ACME (Automated Certificate Management Environment) is the protocol defined in RFC 8555 that lets a client automatically request, validate, and renew certificates from a Certificate Authority. Let's Encrypt was the first major CA to support it; today most modern CAs do.
What the protocol covers
- Account creation. Your client generates a key pair and registers an account with the CA.
- Order creation. You submit a request for a cert for one or more domains.
- Challenge. The CA responds with one or more challenges proving you control each domain.
- Challenge response. You publish proof (HTTP file, DNS TXT record, TLS-ALPN).

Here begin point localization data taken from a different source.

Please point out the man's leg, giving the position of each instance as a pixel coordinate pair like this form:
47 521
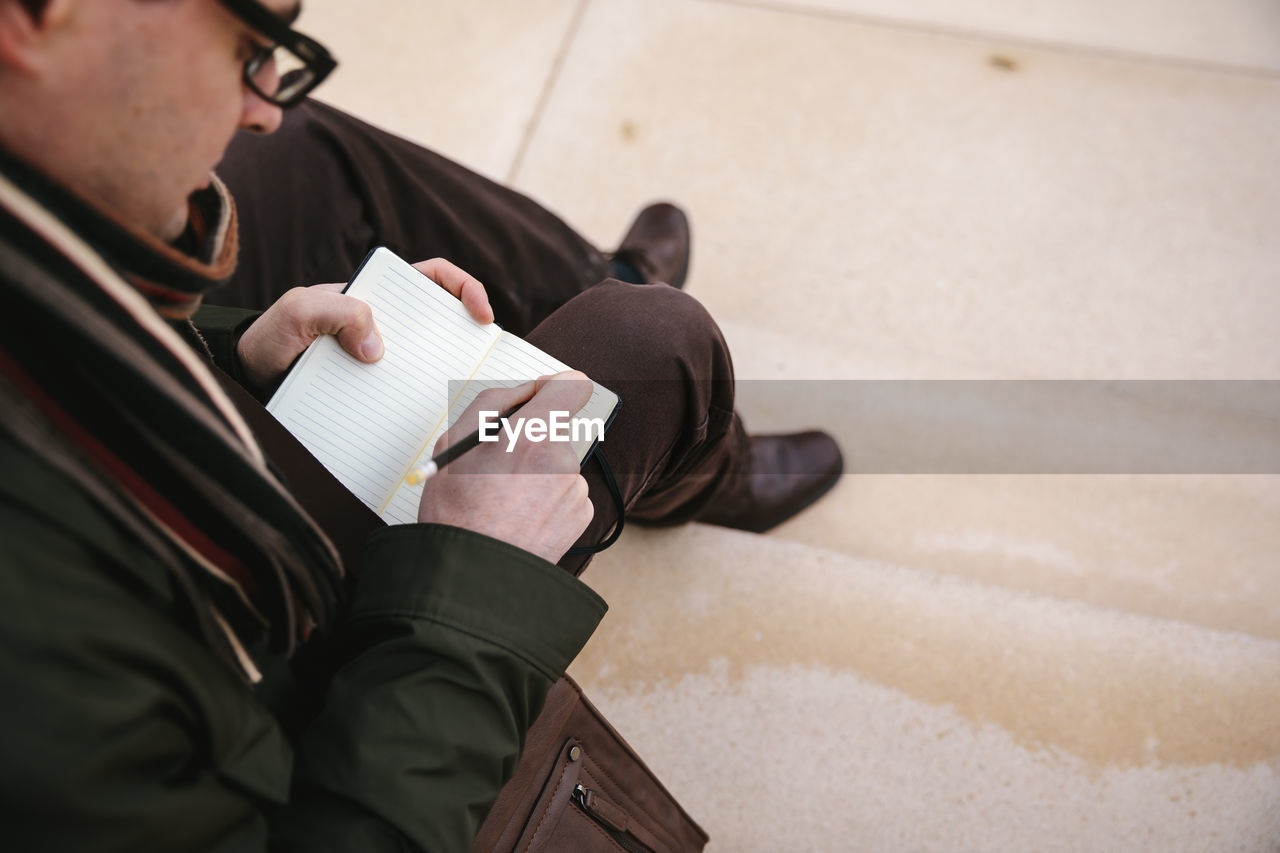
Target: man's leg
677 448
316 195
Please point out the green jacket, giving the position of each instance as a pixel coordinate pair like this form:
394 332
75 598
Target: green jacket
123 731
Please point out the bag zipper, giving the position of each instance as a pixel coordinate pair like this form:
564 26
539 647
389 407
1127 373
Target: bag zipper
583 799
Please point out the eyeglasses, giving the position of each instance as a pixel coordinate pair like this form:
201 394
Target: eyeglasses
289 68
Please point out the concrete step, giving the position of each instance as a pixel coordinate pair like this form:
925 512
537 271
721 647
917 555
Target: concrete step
795 698
1193 547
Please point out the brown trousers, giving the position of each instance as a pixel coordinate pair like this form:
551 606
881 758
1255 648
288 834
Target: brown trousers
315 196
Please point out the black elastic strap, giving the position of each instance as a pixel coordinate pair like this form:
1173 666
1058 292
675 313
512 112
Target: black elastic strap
609 480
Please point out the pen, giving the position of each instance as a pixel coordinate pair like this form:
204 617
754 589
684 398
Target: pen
424 471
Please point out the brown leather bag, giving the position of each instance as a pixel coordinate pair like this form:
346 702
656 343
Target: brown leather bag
579 788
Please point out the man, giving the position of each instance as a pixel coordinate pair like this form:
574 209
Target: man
156 575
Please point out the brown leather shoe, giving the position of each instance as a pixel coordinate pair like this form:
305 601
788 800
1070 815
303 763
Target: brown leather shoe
657 246
785 475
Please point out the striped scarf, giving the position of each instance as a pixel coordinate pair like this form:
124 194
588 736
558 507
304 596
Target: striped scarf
100 378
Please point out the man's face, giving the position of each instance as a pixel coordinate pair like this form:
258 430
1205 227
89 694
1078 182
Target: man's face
151 91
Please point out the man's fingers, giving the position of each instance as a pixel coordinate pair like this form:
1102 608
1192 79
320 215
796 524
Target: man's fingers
490 400
461 284
325 311
565 391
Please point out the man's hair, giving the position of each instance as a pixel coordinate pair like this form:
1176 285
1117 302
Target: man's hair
35 7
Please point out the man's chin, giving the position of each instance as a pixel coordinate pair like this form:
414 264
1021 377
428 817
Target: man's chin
177 224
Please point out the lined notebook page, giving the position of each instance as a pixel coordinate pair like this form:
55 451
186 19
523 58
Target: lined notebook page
510 363
368 423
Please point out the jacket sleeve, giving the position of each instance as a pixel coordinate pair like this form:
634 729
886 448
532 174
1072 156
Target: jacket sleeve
122 731
449 649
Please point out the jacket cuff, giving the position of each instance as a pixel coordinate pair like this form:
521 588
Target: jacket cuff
479 585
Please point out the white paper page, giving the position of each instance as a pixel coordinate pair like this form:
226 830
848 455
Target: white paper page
368 423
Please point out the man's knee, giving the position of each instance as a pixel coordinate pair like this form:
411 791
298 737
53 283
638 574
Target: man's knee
638 331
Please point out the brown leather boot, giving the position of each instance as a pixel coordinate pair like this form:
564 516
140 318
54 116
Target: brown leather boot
657 246
784 475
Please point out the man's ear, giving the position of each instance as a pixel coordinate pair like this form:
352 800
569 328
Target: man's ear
23 35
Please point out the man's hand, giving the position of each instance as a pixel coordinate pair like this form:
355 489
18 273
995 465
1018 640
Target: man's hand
270 345
531 497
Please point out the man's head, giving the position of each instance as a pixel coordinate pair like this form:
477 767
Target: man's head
133 101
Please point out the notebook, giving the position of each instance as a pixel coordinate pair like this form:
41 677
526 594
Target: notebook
370 424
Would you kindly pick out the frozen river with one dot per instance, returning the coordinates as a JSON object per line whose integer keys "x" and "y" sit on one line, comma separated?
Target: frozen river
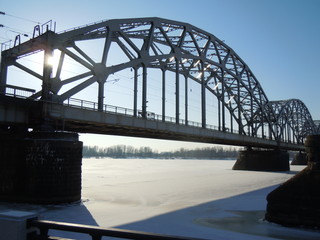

- Verification. The CA checks the proof.
- Finalization. You send a Certificate Signing Request; the CA returns the signed cert.
All of this is JSON over HTTPS. No human ever signs a form.
Challenge types
- HTTP-01. Put a file at
http://example.com/.well-known/acme-challenge/<token>. CA fetches and verifies. Doesn't work for wildcard certs. - DNS-01. Publish a TXT record at
_acme-challenge.example.com. CA looks it up. The only challenge type that supports wildcard certs. - TLS-ALPN-01. Serve a special cert on the same port via the TLS ALPN extension. Useful when you can't take the server down to swap configs.
Which client to use
For most SaaS deployments:
- Caddy. Built-in ACME, no config needed. Best for simple cases.
- acme.sh. Lightweight, runs anywhere, supports every challenge type.
- certbot. Official EFF client, well-tested, more verbose.
- Go's autocert / lego. For embedded use in Go services.
For a multi-tenant custom-domain pipeline, you usually don't write the client yourself; you delegate to a custom-domain API that handles it.